• Warren Buffett's Berkshire Hathaway purchased stakes in Domino's Pizza and Pool Corp. last quarter.
  • The investing legend's company made big cuts to its huge Apple and Bank of America positions.
  • Berkshire pared other holdings such as Capital One, and sold almost all of its Ulta Beauty shares.

Warren Buffett's Berkshire Hathaway took a bite of the pizza business and jumped into the swimming pool industry last quarter.

The famed investor's conglomerate bought a slice of Domino's Pizza worth $549 million at the end of September, a portfolio update revealed Thursday. Its nearly 1.3 million shares represent a 3.7% stake in the pizza-delivery company.
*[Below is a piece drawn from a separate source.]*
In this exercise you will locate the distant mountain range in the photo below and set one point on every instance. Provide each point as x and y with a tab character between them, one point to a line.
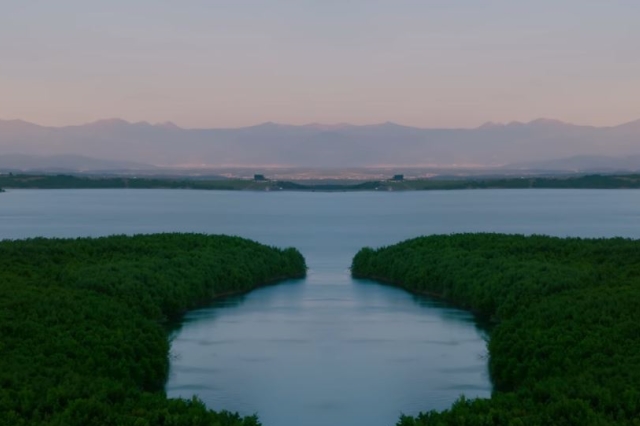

Buffett and his team also purchased just over 1% of Pool Corp. — a wholesale distributor of swimming pool supplies and related products. That position was worth $152 million at the quarter's close.

Both bets are small relative to Berkshire's vast US stock portfolio, worth $266 billion on September 30. But neither was public knowledge prior to the filing's release, unlike the cuts that Berkshire made to its key Apple and Bank of America stakes. Those were broken out in its recent third-quarter earnings and fueled its net $35 billion of stock sales in the period.
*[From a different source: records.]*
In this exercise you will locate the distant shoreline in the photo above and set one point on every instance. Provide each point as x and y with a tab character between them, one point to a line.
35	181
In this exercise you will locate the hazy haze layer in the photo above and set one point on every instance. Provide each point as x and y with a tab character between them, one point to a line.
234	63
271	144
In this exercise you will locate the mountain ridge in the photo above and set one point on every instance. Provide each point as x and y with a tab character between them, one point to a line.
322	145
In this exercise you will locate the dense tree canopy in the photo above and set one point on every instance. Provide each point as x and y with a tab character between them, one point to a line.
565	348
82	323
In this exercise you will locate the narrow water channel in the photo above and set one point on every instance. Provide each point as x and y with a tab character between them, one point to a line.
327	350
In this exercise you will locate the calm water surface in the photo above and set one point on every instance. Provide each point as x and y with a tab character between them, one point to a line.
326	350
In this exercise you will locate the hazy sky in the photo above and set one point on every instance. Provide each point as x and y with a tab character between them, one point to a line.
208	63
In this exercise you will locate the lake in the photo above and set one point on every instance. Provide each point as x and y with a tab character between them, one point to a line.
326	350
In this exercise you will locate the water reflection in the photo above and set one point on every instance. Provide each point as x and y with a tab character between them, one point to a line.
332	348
Berkshire pared several smaller wagers including SiriusXM, Capital One, Nu Holdings, and Charter Communications last quarter. It also exited Floor & Decor and virtually eliminated its Ulta Beauty stake.

Buffett declined to fiddle with some of his most iconic investments including Berkshire's almost $29 billion stake in Coca-Cola, its more than $41 billion position in American Express, and its $11 billion-plus Kraft Heinz holding.
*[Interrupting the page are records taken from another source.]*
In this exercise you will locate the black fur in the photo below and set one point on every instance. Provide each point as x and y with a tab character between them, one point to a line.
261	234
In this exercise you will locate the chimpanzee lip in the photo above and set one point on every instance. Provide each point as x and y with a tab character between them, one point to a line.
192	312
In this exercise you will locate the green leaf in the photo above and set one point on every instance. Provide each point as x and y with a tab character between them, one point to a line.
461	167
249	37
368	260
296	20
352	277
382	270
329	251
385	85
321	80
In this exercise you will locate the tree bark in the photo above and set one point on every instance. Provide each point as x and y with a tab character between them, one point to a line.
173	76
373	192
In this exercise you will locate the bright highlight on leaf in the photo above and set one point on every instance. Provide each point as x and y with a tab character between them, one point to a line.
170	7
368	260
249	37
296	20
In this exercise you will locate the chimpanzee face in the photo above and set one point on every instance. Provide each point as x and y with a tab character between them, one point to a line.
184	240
It owned just under $70 billion of its top holding, Apple, and less than $32 billion worth of Bank of America by the end of September — and filings show that position has been further reduced this quarter.

Buffett owning a piece of Domino's Pizza seems fitting given his insatiable appetite for fast food and the companies that produce it such as Berkshire-owned Dairy Queen.

The 94-year-old CEO and his two investment managers, Todd Combs and Ted Weschler, jettisoned a net $127 billion of stocks in the first nine months of this year, inflating Berkshire's cash pile to record highs of more than $300 billion last quarter.

The fact that arguably the greatest stock picker in history has been pulling so much money out of the market has caused heated discussion over just what Buffett is thinking.